Streaming Datasets

How to use streaming mode for large-scale datasets and memory-efficient training

Streaming enables memory-efficient training with large datasets by loading data incrementally rather than loading the entire dataset into memory at once.

Use streaming when:

Your dataset is too large to fit in memory (e.g. when you’re doing pretraining with massive text corpora)
You want to start training immediately without preprocessing the entire dataset

Streaming works with both remote and locally stored datasets!

Note

Streaming currently only supports a single dataset. Multi-dataset support will be added soon.

Configuration

Basic Streaming

Enable streaming mode by setting the streaming flag:

streaming: true

Pretraining with Streaming

For pretraining tasks, streaming is automatically enabled when using pretraining_dataset:

pretraining_dataset:
  - path: HuggingFaceFW/fineweb-edu
    type: pretrain
    text_column: text
    split: train

# Optionally, enable sample packing
streaming_multipack_buffer_size: 10000
sample_packing: true

SFT with Streaming

For supervised fine-tuning with streaming:

streaming: true
datasets:
  - path: tatsu-lab/alpaca
    type: alpaca
    split: train

# Optionally, enable sample packing
streaming_multipack_buffer_size: 10000
sample_packing: true

Configuration Options

`streaming_multipack_buffer_size`

Controls the buffer size for multipack streaming (default: 10,000). This determines how many samples are buffered before packing. Larger buffers can improve packing efficiency but use more memory.

`shuffle_merged_datasets`

When enabled, shuffles the streaming dataset using the buffer. This requires additional memory for the shuffle buffer.

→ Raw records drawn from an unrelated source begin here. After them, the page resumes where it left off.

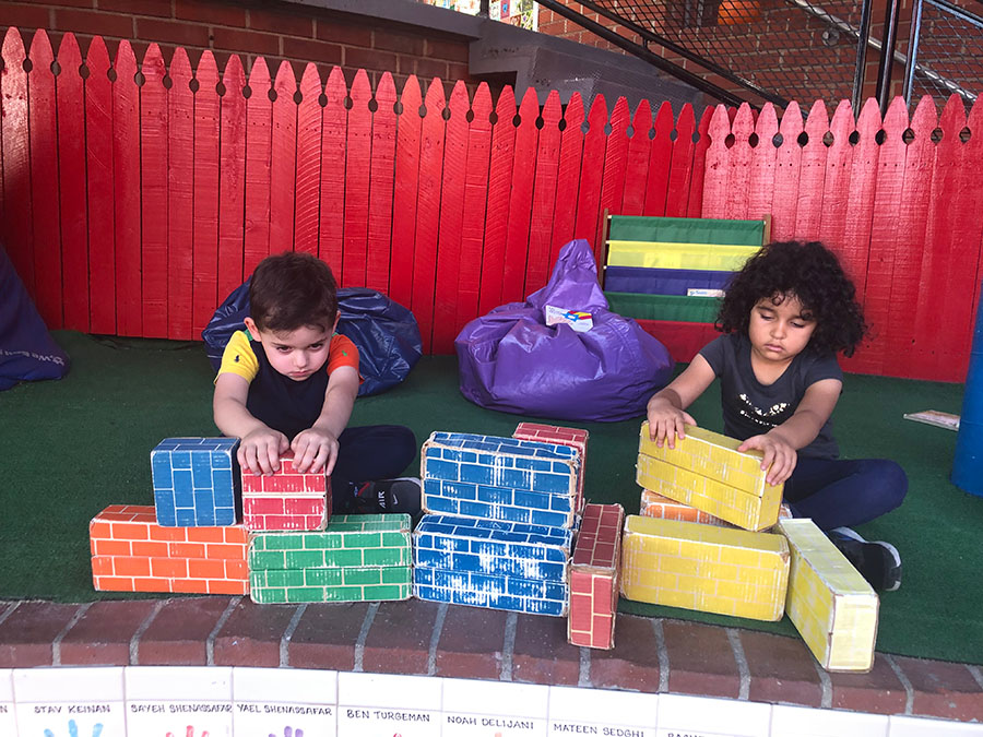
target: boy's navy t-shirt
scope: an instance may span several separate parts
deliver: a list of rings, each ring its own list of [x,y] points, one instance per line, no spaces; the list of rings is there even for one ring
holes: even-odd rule
[[[769,385],[755,377],[747,335],[729,333],[703,346],[700,355],[720,379],[724,433],[738,440],[763,435],[789,419],[806,390],[824,379],[843,380],[843,371],[831,353],[806,348],[792,359],[789,368]],[[816,439],[798,451],[802,457],[834,459],[840,454],[832,437],[832,419]]]

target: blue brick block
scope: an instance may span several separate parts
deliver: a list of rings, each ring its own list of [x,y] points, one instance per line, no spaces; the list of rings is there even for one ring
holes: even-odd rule
[[[201,527],[236,522],[236,438],[167,438],[151,452],[157,524]]]

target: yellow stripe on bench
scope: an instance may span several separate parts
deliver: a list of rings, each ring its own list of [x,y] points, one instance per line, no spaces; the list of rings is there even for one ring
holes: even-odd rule
[[[787,584],[781,535],[638,515],[625,521],[625,598],[777,621]]]
[[[760,246],[608,240],[608,266],[738,271]]]
[[[812,520],[781,520],[792,564],[785,609],[827,670],[866,673],[874,665],[879,599]]]

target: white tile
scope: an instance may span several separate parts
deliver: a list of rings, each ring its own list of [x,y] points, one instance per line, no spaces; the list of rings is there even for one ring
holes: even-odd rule
[[[600,725],[600,737],[652,737],[659,697],[654,693],[549,687],[549,734],[575,734],[560,725]]]
[[[379,735],[440,737],[440,679],[340,673],[337,737]]]
[[[887,737],[888,717],[805,706],[771,708],[771,737]]]
[[[983,724],[925,720],[917,716],[891,716],[888,721],[889,737],[980,737]]]
[[[122,668],[15,669],[13,690],[21,735],[126,736]]]
[[[335,737],[333,670],[233,668],[233,693],[236,737]]]
[[[659,694],[656,737],[768,737],[771,704],[676,693]]]

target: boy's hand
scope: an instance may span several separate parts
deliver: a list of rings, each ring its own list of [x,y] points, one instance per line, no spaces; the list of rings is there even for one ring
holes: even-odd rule
[[[316,427],[297,433],[291,443],[294,451],[294,468],[301,474],[317,474],[321,471],[327,476],[334,471],[337,460],[337,438],[328,430]]]
[[[761,471],[768,469],[765,480],[771,486],[784,484],[798,462],[798,453],[781,436],[766,432],[748,438],[737,447],[737,450],[759,450],[765,453],[761,459]]]
[[[696,425],[696,420],[689,413],[659,396],[649,400],[648,417],[649,438],[654,440],[659,448],[666,443],[670,448],[675,448],[676,437],[686,437],[686,426]]]
[[[239,466],[256,476],[270,476],[280,471],[280,456],[291,447],[283,432],[269,427],[257,428],[239,441]]]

Sample Packing with Streaming

Sample packing is supported for streaming datasets. When enabled, multiple samples are packed into a single sequence to maximize GPU utilization:

sample_packing: true
streaming_multipack_buffer_size: 10000

# For SFT: attention is automatically isolated between packed samples
# For pretraining: control with pretrain_multipack_attn
pretrain_multipack_attn: true  # prevent cross-attention between packed samples

For more information, see our documentation on multipacking.

Important Considerations

Memory Usage

While streaming reduces memory usage compared to loading entire datasets, you still need to consider:

You can control the memory usage by adjusting streaming_multipack_buffer_size
Sample packing requires buffering multiple samples
Shuffling requires additional memory for the shuffle buffer

Performance

Streaming may have slightly higher latency compared to preprocessed datasets, as samples are processed on-the-fly
Network speed and disk read speed are important when streaming from remote sources or a local dataset, respectively
Consider using axolotl preprocess for smaller or more frequently used datasets

Evaluation Datasets

Evaluation datasets are not streamed to ensure consistent evaluation metrics. They’re loaded normally even when training uses streaming.

Examples

See the examples/streaming/ directory for complete configuration examples:

pretrain.yaml: Pretraining with streaming dataset
sft.yaml: Supervised fine-tuning with streaming